Himpunan Ahli Teknik Hidraulik Indonesia (HATHI) Cabang Kalimantan Barat menggelar Seminar Nasional HATHI 2026 bertajuk "Water Futures; Hydraulics for Sustainable Borneo: Membangun Masa Depan Kalimantan Barat melalui Ilmu Teknik Hidraulik dari Desalinasi Air Laut, Pengelolaan Banjir, Air Baku, hingga Irigasi dan Ketahanan Pangan" di Gedung Konferensi Universitas Tanjungpura, Pontianak, Sabtu (4/7). Seminar yang diselenggarakan secara hybrid, baik luring maupun daring, ini menjadi wadah diskusi mengenai implementasi ilmu teknik hidraulik dalam mendukung pembangunan infrastruktur sumber daya air di Kalimantan Barat.
Kegiatan ini diikuti oleh unsur pemerintah, akademisi, praktisi, civitas akademika, dan mahasiswa yang bersama-sama bertukar gagasan mengenai tantangan dan peluang pengelolaan sumber daya air. Melalui seminar ini, HATHI mendorong kolaborasi lintas sektor untuk menghasilkan inovasi dan solusi yang mampu menjawab berbagai isu strategis di bidang sumber daya air.
Sesi pertama menghadirkan Kepala Balai Wilayah Sungai Kalimantan I, M. Tahid, yang memaparkan materi mengenai pengelolaan irigasi di Kalimantan Barat dalam mendukung swasembada pangan. Kegiatan dilanjutkan dengan sesi talkshow bersama Dr. Eng. Ir. Meddy Danial, S.T., M.T., IPM dan Ir. Arfena Deah Lestari, S.T., M.Eng. yang membahas desalinasi air laut dan rumah garam sebagai salah satu alternatif pemenuhan kebutuhan air dan pengembangan potensi wilayah pesisir. Sesi ini dipandu oleh Ir. Eko Yulianto, S.T., M.T., PMu-SDA.

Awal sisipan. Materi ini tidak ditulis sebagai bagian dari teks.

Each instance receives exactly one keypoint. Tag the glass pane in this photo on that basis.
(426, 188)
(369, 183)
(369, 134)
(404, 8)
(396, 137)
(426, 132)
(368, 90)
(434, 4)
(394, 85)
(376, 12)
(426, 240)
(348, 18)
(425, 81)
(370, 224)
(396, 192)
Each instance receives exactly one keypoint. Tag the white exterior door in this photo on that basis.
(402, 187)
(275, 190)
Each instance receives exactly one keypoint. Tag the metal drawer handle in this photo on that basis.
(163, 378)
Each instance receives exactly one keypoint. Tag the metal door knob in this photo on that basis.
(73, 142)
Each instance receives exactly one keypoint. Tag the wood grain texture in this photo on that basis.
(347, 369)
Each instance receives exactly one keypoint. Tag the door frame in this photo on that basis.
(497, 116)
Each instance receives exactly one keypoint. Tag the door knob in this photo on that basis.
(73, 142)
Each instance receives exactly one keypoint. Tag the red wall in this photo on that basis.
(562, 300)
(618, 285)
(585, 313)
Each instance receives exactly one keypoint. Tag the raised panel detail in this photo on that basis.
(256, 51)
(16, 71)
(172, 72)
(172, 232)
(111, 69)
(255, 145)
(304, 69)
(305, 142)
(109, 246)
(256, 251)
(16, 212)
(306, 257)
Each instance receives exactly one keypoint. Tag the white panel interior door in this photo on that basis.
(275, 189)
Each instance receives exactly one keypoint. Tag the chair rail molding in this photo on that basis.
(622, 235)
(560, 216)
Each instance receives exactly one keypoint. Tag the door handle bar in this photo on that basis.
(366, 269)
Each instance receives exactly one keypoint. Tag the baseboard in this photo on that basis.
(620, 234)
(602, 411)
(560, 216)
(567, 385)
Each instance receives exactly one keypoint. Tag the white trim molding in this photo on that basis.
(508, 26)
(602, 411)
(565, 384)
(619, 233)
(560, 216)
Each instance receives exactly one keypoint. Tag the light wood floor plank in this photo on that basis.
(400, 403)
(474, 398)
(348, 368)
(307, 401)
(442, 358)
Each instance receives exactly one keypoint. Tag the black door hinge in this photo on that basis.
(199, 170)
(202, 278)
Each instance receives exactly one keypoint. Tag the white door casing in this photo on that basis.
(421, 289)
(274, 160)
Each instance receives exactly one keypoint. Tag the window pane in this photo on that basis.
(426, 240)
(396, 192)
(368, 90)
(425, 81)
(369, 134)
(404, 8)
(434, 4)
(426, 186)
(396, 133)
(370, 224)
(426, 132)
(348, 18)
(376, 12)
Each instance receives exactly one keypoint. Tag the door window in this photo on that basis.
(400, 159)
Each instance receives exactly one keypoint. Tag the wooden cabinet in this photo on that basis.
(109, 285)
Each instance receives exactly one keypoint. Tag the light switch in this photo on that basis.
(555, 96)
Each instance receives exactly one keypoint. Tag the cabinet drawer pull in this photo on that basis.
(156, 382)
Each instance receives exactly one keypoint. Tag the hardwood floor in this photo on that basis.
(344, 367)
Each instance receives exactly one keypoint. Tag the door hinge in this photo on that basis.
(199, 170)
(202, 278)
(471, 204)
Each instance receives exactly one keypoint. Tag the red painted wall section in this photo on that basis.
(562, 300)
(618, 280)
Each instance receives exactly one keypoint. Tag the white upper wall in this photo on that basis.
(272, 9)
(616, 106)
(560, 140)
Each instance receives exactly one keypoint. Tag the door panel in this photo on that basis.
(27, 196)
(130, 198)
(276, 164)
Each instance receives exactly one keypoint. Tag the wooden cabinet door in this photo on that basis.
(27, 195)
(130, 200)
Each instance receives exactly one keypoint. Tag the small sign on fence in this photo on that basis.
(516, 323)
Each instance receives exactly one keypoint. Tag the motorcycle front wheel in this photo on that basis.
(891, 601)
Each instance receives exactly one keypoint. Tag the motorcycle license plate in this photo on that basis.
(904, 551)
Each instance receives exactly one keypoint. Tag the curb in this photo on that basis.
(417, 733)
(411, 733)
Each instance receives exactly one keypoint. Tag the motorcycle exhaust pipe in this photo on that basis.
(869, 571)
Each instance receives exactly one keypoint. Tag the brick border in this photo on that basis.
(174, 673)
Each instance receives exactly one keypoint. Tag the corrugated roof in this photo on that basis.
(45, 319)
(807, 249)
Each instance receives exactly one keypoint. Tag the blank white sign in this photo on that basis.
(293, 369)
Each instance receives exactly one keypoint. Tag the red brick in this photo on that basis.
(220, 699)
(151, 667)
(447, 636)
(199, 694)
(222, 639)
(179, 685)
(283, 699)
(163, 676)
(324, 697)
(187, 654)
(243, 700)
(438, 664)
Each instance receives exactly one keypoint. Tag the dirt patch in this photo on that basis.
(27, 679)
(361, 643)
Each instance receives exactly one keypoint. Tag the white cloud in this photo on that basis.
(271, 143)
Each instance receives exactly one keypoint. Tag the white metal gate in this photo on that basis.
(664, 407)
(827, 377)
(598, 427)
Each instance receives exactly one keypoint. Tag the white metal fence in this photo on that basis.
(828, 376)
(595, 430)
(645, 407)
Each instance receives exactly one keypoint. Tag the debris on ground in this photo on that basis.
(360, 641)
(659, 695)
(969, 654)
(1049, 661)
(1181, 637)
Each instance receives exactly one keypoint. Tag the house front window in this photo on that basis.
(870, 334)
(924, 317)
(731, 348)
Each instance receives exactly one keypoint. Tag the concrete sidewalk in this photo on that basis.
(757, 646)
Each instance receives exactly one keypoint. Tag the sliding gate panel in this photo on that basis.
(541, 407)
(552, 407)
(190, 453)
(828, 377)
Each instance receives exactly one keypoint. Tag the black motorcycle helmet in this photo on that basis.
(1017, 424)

Sesi kedua menghadirkan Prof. Dr. Hj. Henny Herawati, S.T., M.T., IPM yang membahas upaya menjaga Daerah Aliran Sungai (DAS) Kapuas melalui pengendalian tata guna lahan wilayah hulu, serta Dr. Jane Elisabeth Wuysang, M.T. yang mengangkat isu degradasi kualitas air baku dan air tanah akibat perubahan tata guna lahan. Diskusi dipandu oleh Ir. Sumi Harnita, S.T., M.T. Seminar juga diisi dengan sesi diskusi interaktif yang memberikan kesempatan kepada peserta, baik secara luring maupun daring, untuk mengajukan pertanyaan dan berdiskusi langsung dengan para narasumber mengenai berbagai tantangan pengelolaan sumber daya air.
Melalui Seminar Nasional HATHI 2026, diharapkan terjalin sinergi yang semakin kuat antara pemerintah, akademisi, praktisi, dan generasi muda dalam mengembangkan ilmu teknik hidraulik sebagai fondasi pembangunan infrastruktur sumber daya air yang tangguh dan berkelanjutan. Berbagai gagasan yang lahir dari forum ini diharapkan dapat menjadi kontribusi nyata bagi pengelolaan sumber daya air serta pembangunan Kalimantan Barat di masa depan.